Childhood memories of steam trains, trundling through the open countryside have always held a romantic notion for me. Now there before me glistening in the mid-afternoon sunshine was the Zillertalbahn Steam Railway. A swish of steam surging through the pistons and a gush of smoke billowing from the ancient chimney funnel held my undivided attention.
I studied the two engine drivers, fascinated by their duties. Their faces were blackened by the smoke and streaked by the sweat from their brow as the fires they stoked blasted out heat as their reward. How I wished I could be up there on the footplates with them, but it was enough for me to hop aboard and enjoy a journey on the steam railway.
Setting forth from Jenbach there was a clunk, a toot, and a chug-chug-chug-hiss as we slowly and noisily made our way along the valley floor to Mayrhofen.

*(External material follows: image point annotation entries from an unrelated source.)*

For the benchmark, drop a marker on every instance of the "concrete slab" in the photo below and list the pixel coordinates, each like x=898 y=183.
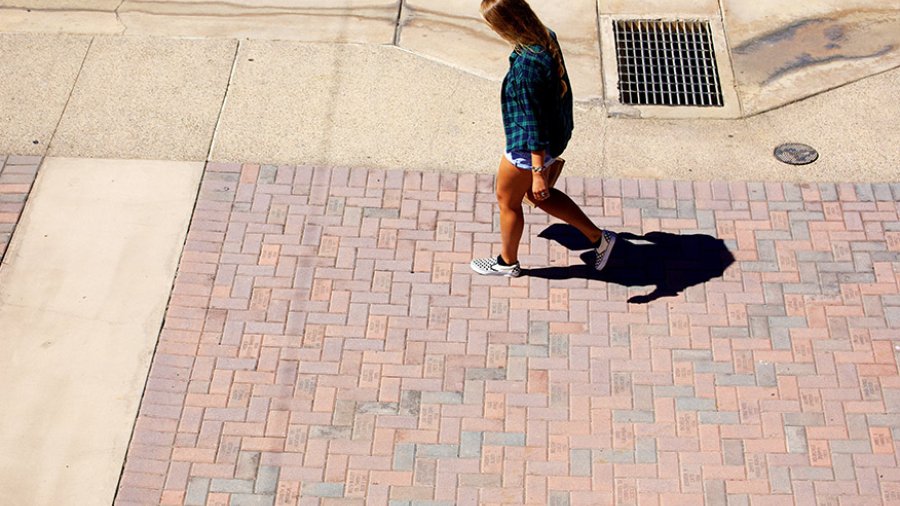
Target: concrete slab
x=786 y=52
x=83 y=5
x=854 y=131
x=39 y=72
x=853 y=128
x=358 y=106
x=306 y=20
x=454 y=32
x=147 y=98
x=61 y=21
x=82 y=298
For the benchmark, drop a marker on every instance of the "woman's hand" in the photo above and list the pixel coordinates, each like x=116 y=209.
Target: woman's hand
x=539 y=187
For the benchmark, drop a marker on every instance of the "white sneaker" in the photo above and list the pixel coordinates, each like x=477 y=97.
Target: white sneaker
x=604 y=249
x=491 y=267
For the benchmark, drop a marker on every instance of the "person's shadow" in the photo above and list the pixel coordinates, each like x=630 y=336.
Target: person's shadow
x=669 y=262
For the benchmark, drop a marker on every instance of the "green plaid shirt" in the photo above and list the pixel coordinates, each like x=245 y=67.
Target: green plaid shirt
x=535 y=115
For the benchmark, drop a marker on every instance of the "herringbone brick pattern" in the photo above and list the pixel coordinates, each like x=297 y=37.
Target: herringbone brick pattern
x=17 y=174
x=326 y=343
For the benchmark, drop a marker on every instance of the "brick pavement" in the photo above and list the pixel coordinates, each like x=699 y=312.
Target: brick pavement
x=17 y=174
x=326 y=343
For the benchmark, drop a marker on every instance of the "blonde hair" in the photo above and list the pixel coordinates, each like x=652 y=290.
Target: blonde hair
x=515 y=22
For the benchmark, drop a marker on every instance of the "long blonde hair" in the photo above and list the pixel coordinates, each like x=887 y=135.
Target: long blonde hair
x=515 y=22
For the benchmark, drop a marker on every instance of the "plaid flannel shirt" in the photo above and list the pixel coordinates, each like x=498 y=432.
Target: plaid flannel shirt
x=535 y=115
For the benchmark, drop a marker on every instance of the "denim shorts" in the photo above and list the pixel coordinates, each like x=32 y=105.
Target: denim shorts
x=522 y=159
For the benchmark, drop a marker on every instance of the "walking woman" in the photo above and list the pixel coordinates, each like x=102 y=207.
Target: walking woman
x=537 y=118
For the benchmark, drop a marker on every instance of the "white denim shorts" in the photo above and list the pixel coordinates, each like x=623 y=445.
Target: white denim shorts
x=522 y=159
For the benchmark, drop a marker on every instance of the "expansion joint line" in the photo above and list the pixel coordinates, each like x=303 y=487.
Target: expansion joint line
x=397 y=22
x=212 y=142
x=69 y=98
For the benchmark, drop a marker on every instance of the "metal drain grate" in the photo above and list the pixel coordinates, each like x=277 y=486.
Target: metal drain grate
x=670 y=63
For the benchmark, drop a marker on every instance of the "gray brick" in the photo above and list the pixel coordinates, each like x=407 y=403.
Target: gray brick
x=718 y=417
x=733 y=452
x=792 y=192
x=828 y=192
x=377 y=408
x=504 y=439
x=470 y=445
x=631 y=416
x=804 y=419
x=231 y=486
x=756 y=191
x=691 y=355
x=610 y=456
x=580 y=462
x=441 y=397
x=267 y=174
x=437 y=451
x=686 y=209
x=559 y=346
x=539 y=333
x=775 y=308
x=251 y=500
x=765 y=375
x=404 y=456
x=781 y=339
x=267 y=480
x=323 y=489
x=558 y=498
x=882 y=192
x=796 y=439
x=714 y=493
x=198 y=489
x=812 y=473
x=645 y=451
x=739 y=500
x=410 y=402
x=795 y=369
x=895 y=187
x=694 y=404
x=729 y=333
x=485 y=374
x=864 y=192
x=528 y=350
x=787 y=322
x=247 y=466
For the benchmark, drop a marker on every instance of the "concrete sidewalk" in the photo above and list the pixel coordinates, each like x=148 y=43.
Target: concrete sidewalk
x=324 y=341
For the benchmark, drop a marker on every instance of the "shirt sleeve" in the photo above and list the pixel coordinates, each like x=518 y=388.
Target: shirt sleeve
x=530 y=78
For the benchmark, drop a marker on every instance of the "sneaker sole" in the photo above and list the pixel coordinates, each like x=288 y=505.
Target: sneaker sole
x=606 y=255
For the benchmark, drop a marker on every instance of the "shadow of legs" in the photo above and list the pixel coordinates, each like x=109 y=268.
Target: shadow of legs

On first boarding the train we’d toyed with where we should sit. The train’s compartments were each appealing for different reasons – a sense of style, nostalgia, or for a certain quirkiness. However two stood out, the crystal wagon – a bar encrusted with Swarovski crystals and the open-topped carriage.
Climbing first into the crystal wagon we marvelled at the windows, ceilings, bar counter, doors and crystal ornaments. Some 62,000 Swarovski crystals had been used to give the carriage a certain ‘wow’ factor, with some even shaped like the mountains that surrounded us. It could have been tacky, but it was a fitting environment in which to start the journey with a prosecco and a Zillertal beer.
That the world famous Austrian crystal maker had provided such a carriage was a surprise at first, but that it was the most sophisticated on the train was not.
As we moved to the open-topped carriage the train cut a steady path through the Zillertal valley and we stopped at an array of quaint train stations including Strass, Fugen, Uderns and Zell am Ziller each with the same alpine construction but nonetheless special. I never tired of seeing wooden houses with window boxes overflowing with delicate alpine flowers, towns where colourful church spires punctured the sky with needle-sharp accuracy, and station masters stepping out of their office at each stop to welcome our arrival.
In between the towns too, the views were enthralling. On either side of the track majestic mountains caused us to swivel constantly to take in their beauty while cows in meadows munched their way through the landscape and farmers tilled the vast fields. We were also accompanied on the journey by gurgling glacial rivers, their clear water rushing alongside us we chugged through the countryside, giving life to this fertile green valley.
In certain areas roads ran very close to the tracks and we could see how the train was central to each community. Sitting in the open-topped carriage we saw locals and tourists alike enjoying the great outdoors – cycling, jogging and walking or just sitting and taking in the views. And they gave us a cheery wave as we merrily steamed on our way.
Sitting on the wooden seats in the open-topped carriage, we were a little surprised to find the smoke from the engine billowing back towards us and depositing little specks of soot on us, but we reminded ourselves – this was a steam train, getting just a little dirty was all part of the experience. And then we’d watch as the alpine architecture too was swathed in the smoke from the ancient engine only to reappear seconds later in all their glory.
As the train pulled into Mayrhofen, I felt exhilarated – a childhood dream of steam fulfilled with unforgettable scenery along the way. The journey had taken two hours on the steam railway while a 21st century diesel train would get you there in under an hour. But why rush? You need time to take in the might of the Zillertal’s landscape.
The Zillertalbahn Stream Railway runs twice a day from April to October and costs €12 per person (June 2011).